Note: The ‘Hypotheses builder Agent’ involves a sub-system of novel prompting frameworks (e.g., CoT, AoT, and ReAct) that can enhance the Agent in formulating and testing hypotheses iteratively., This process involves using structured and unstructured data from both the action space and the environment.
The synergy between TSA and GenAI technologies, such as LLMs, presents an exciting frontier. In TSA, the multi-dimensionality that often serves as a hurdle can transform into a compelling asset when integrated with GenAI. Advanced models can swiftly adapt to market trends and decipher seasonality, but, more importantly, factor in seemingly unrelated events - such as celebrity tweets or new product launches - to craft a comprehensive narrative surrounding data anomalies. Crucially, this narrative extends beyond mere diagnostics to offer proactive approaches for AD.
In the specialized realms of Digital Marketing and eCommerce, GenAI elevates analytical capabilities to levels unattainable by manual scrutiny or traditional statistical methods. Marketers can obtain more than a snapshot; they could receive a comprehensive overview of their campaigns' performance. Likewise, eCommerce managers would no longer need to speculate about the reasons for a dip in conversions.
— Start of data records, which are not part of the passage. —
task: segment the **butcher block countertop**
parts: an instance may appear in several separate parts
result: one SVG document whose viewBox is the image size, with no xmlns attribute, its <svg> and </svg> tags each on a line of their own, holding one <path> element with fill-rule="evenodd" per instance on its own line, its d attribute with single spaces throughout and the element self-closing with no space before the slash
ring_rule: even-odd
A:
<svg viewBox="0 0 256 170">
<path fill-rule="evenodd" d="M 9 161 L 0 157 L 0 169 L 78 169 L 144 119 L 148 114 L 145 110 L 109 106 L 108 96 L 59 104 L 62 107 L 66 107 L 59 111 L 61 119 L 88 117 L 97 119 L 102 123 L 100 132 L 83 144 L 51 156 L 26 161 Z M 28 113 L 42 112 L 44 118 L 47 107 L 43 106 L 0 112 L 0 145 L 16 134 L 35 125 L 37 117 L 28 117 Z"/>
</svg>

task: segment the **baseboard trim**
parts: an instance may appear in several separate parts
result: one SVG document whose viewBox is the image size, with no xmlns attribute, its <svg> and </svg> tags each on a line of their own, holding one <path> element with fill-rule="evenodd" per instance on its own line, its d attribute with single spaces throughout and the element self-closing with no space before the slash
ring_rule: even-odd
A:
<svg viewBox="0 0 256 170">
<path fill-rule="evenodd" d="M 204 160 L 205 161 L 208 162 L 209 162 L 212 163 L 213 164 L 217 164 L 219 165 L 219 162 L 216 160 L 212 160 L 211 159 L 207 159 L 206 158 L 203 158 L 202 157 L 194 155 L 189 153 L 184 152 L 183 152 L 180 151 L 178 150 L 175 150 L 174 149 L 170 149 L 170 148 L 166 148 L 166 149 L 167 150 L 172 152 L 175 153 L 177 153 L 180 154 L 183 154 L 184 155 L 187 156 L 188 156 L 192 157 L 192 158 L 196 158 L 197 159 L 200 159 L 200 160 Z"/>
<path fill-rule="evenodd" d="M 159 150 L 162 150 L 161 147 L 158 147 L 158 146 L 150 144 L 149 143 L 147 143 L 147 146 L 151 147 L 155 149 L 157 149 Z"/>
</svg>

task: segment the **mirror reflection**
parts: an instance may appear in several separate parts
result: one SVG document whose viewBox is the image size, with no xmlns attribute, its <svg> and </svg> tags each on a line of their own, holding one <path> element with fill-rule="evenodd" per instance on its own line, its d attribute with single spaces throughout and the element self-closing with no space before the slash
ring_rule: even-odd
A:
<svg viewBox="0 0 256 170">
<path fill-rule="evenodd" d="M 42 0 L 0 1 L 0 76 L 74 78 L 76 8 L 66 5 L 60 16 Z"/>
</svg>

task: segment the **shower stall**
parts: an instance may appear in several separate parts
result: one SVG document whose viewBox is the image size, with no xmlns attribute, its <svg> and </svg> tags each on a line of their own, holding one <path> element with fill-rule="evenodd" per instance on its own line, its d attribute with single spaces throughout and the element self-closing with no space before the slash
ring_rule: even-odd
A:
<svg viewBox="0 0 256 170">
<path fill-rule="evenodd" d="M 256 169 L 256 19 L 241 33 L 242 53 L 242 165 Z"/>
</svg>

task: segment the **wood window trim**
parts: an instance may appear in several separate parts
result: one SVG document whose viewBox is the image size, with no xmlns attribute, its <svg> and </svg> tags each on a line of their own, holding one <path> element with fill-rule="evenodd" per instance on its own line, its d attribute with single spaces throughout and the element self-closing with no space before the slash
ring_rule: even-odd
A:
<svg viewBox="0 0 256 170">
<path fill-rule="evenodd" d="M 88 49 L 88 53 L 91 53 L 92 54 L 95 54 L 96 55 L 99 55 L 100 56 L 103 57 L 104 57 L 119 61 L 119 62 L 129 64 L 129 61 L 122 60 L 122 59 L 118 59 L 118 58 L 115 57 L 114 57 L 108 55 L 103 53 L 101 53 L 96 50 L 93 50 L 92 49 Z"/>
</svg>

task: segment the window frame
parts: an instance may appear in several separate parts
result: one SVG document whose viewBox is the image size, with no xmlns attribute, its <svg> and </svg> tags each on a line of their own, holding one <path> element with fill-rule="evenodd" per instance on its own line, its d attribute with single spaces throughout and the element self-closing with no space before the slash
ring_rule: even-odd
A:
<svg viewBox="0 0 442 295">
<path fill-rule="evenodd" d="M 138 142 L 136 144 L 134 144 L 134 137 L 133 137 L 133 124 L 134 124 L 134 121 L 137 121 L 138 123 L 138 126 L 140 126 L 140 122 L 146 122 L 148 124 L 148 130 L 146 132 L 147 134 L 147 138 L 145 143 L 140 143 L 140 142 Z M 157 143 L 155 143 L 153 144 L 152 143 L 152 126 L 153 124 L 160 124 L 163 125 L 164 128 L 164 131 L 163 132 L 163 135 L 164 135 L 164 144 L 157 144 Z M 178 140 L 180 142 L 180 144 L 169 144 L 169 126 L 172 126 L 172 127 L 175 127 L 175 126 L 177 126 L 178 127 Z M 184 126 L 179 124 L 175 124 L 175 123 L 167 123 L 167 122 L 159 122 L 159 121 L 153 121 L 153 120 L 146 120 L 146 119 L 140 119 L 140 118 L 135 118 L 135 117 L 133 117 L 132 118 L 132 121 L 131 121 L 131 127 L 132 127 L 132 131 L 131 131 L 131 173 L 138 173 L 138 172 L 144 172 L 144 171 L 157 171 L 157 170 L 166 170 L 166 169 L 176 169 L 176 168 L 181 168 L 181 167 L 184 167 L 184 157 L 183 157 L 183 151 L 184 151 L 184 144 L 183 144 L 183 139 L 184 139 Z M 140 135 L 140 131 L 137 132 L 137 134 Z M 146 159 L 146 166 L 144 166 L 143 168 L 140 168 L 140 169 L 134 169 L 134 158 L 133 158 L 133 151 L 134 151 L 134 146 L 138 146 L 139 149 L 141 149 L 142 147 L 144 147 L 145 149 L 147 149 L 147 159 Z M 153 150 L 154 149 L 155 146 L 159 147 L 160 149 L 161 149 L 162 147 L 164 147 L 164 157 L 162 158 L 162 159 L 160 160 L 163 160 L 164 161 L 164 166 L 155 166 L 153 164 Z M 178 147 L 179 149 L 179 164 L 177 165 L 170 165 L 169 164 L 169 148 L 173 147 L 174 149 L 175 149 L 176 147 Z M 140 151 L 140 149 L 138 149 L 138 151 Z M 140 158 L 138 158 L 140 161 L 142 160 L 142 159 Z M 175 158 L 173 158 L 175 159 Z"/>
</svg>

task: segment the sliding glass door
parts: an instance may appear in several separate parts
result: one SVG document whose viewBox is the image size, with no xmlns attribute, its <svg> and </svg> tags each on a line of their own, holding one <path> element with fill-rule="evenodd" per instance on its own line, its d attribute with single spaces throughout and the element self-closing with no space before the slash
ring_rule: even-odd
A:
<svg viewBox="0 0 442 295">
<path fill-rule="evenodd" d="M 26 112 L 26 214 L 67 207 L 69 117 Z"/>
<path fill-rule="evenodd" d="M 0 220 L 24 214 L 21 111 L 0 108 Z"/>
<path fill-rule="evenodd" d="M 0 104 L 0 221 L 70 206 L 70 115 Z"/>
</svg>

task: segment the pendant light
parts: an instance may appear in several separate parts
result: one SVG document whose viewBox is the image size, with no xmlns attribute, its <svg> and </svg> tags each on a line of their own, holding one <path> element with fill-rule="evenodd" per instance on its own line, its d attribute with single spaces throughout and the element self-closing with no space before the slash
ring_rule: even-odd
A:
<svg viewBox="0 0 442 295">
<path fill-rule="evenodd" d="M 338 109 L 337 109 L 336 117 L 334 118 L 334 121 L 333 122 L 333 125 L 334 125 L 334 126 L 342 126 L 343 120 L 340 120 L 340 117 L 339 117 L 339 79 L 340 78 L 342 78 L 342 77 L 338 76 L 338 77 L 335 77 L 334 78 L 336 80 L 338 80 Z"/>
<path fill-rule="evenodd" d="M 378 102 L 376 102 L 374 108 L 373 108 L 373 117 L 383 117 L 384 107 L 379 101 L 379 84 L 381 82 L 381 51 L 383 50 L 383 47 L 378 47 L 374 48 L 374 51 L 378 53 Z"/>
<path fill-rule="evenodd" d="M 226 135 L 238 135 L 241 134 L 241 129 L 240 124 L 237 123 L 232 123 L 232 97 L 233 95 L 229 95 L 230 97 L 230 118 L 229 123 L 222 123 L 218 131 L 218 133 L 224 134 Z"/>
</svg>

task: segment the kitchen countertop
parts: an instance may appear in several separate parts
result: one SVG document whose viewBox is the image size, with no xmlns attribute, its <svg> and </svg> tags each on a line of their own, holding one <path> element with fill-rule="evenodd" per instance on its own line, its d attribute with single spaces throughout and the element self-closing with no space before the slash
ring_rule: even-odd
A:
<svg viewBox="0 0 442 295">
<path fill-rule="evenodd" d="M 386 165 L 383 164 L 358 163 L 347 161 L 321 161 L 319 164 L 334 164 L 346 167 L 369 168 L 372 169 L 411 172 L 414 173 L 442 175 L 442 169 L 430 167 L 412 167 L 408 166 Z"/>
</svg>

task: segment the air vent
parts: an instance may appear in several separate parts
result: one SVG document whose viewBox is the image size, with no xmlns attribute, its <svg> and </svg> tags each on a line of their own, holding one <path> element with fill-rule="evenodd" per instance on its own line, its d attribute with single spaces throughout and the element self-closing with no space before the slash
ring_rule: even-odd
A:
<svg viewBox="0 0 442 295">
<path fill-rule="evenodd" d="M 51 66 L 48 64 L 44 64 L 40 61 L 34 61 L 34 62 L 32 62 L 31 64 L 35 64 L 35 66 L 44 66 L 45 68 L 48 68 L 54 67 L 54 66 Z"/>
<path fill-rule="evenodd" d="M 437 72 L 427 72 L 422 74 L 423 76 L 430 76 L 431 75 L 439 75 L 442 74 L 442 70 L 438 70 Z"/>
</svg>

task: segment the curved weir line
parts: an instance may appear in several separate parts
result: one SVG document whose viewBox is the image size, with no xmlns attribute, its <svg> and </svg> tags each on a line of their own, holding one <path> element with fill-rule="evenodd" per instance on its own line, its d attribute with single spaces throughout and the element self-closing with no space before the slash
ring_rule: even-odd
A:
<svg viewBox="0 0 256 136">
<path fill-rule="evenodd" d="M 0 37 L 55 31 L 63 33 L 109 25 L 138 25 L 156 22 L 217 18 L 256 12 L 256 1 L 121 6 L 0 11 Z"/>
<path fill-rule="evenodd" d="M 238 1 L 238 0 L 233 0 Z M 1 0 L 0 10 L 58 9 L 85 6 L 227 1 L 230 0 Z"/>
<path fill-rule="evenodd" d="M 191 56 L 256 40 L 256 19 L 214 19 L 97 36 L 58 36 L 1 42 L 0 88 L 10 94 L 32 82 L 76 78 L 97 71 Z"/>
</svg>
AI-powered systems and data analysis agents will be able to deliver immediate, actionable insights.
The incorporation of GenAI into TSA represents not a mere incremental advance but a quantum leap. It promises automated data processing, real-time analytics, and the development of predictive and explanatory models that genuinely "understand" data in a manner akin to human expertise.
However, it's also crucial to temper this enthusiasm with a nod to the ethical complexities surrounding AI integration. Concerns about data privacy and social responsibility are valid, yet not insurmountable obstacles. By employing responsible AI practices and emphasizing explainability, we can navigate these ethical challenges responsibly.